The tech visionary went to Brigham Young University for his undergraduate degree in Philosophy, and received four minors in Hebrew, Japanese, History and Business. In the middle of college, he spent two years studying Politics and Ancient History in Israel. When he graduated, he had compiled 230 credits, almost enough for a PhD.

“As a kid I was the guy that had a paper route. As far back as I can remember I was always doing something to build a business. My mom will joke with me that I used to steal my uncle's shoes from him and I would sell them back to him. I love science fiction and I love AI and I love the premise of it and I think by the time I got to college and was studying Philosophy I thought there's going to be a way to operationalize this thing that is fictionalized in movies and in books,” said Elkington.

The CEO wrote his senior thesis on the premise that humans think and categorize information in a very systematic, pattern-based way. He left school and began a career in banking, and then venture capital, only to return to receive a master’s in computer science to see if he could work out his hypothesis algorithmically. Using the power of the cloud, Insidesales.com started as a productivity tool that helped sales reps automate and provide visibility into part of their jobs. The company stored massive amounts of data about every buyer who had ever purchased from one of their customers, and then extracted information and patterns from those thousands profiles. The unicorn now lists over a hundred-million unique worldwide buyer profiles, along with data on over a hundred-billion sales interactions.
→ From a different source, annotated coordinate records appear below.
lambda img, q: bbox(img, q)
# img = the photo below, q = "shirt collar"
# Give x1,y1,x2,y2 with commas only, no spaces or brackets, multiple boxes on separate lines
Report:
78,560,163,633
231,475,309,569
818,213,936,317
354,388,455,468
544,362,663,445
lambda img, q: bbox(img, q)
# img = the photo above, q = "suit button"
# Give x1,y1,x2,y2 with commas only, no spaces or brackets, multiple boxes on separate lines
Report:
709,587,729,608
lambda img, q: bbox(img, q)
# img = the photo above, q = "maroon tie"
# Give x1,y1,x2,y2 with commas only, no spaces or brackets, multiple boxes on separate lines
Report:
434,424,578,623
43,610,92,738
Launched in 2004 as a professional services business, Insidesales.com began selling its product and quickly reached $3,000 in monthly recurring revenues. Albeit a sliver of what InsideSales.com makes now, the CEO and his wife started to think “they had made it.” When the Financial Crisis rocked the global markets and enterprises started cutting back significantly on spending, Elkington’s executive team was forced to work without compensation for six months. To help the company get through its financial crunch, some customers agreed to prepay for a couple of years. It took the software provider just three months to return the money, versus the 12 months it expected.
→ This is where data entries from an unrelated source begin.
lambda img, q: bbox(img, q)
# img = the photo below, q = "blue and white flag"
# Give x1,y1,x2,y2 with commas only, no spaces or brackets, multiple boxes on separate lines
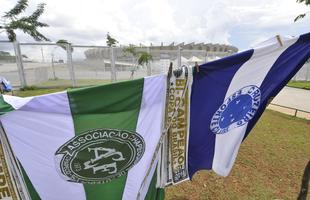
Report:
188,33,310,177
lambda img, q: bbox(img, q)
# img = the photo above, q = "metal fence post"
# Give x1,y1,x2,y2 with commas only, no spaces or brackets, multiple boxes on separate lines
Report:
110,47,116,82
13,41,27,87
304,63,310,81
146,47,152,76
177,46,182,67
66,43,76,87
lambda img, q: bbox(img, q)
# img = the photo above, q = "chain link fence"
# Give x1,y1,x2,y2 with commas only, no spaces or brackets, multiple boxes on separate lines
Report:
0,41,310,88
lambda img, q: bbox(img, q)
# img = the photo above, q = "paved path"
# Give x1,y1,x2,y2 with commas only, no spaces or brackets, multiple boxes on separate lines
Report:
268,87,310,119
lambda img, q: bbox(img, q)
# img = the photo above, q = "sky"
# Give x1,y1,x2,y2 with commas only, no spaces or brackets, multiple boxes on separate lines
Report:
0,0,310,50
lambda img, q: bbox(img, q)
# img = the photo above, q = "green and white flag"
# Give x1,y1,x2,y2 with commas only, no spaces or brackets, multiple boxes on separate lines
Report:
0,75,167,200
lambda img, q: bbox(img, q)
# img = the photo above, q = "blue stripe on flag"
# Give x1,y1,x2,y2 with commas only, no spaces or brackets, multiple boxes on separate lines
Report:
244,33,310,139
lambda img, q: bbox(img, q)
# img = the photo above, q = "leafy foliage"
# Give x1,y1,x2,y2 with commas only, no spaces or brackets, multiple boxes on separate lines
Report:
138,51,153,65
56,39,73,52
106,33,118,47
123,44,153,79
3,0,28,18
0,0,49,41
294,0,310,22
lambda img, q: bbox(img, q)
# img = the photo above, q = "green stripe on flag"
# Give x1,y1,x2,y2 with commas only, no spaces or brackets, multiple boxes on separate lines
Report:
68,79,144,200
0,95,15,115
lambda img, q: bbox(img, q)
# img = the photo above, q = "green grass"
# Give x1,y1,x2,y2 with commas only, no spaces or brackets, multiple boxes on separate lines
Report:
287,81,310,90
12,88,310,200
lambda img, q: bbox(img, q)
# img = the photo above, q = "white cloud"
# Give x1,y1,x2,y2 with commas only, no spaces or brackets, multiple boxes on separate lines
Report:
0,0,310,48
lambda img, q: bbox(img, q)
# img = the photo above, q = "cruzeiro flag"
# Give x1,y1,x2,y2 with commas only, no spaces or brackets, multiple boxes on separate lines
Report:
188,33,310,176
0,75,167,200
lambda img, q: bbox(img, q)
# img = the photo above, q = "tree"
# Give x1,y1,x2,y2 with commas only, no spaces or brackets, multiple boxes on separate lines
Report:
106,32,118,47
0,0,49,41
294,0,310,22
123,44,153,79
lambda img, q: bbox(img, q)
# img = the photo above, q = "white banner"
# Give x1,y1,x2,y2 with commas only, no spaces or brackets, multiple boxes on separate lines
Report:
162,66,193,185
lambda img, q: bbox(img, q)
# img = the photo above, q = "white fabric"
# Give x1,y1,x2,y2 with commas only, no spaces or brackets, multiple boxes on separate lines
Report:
212,38,298,176
3,95,33,110
123,75,167,200
0,92,86,200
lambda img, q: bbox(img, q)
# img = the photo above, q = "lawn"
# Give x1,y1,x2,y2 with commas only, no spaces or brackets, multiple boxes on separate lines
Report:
15,88,310,200
287,81,310,90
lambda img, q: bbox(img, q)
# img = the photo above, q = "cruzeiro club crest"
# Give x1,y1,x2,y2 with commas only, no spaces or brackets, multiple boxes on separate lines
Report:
55,129,145,184
210,85,261,134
Four years after the bubble, InsideSales.com landed its first $4 million in venture capital funding from Hummer Winblad and Josh James.

Elkington says it took about seven years to build up the crowd-sourced sales data for his machine learning predictive sales platform. It was then that the company “hit a tipping point of data accuracy or data efficacy where suddenly all of our models began to predict accurately,” the CEO told Forbes in a recent interview. “We’re a 12-year old startup if you will and it took a long time just to unmask this huge amount of data. But once we had it was like everything predicted accurately.”

The Provo, Utah-based company serves over 2,500 customers, and has partnerships with tech giants including Microsoft and Salesforce, which both have backed the company in previous funding rounds.

Elkington indicates that the best way to build a startup in today’s competitive environment is to build a platform intended to last, not to make money. “By planning for long-term success, startups learn to grow gradually and if you do not need their money to survive, investors will chase you. It really is that simple.”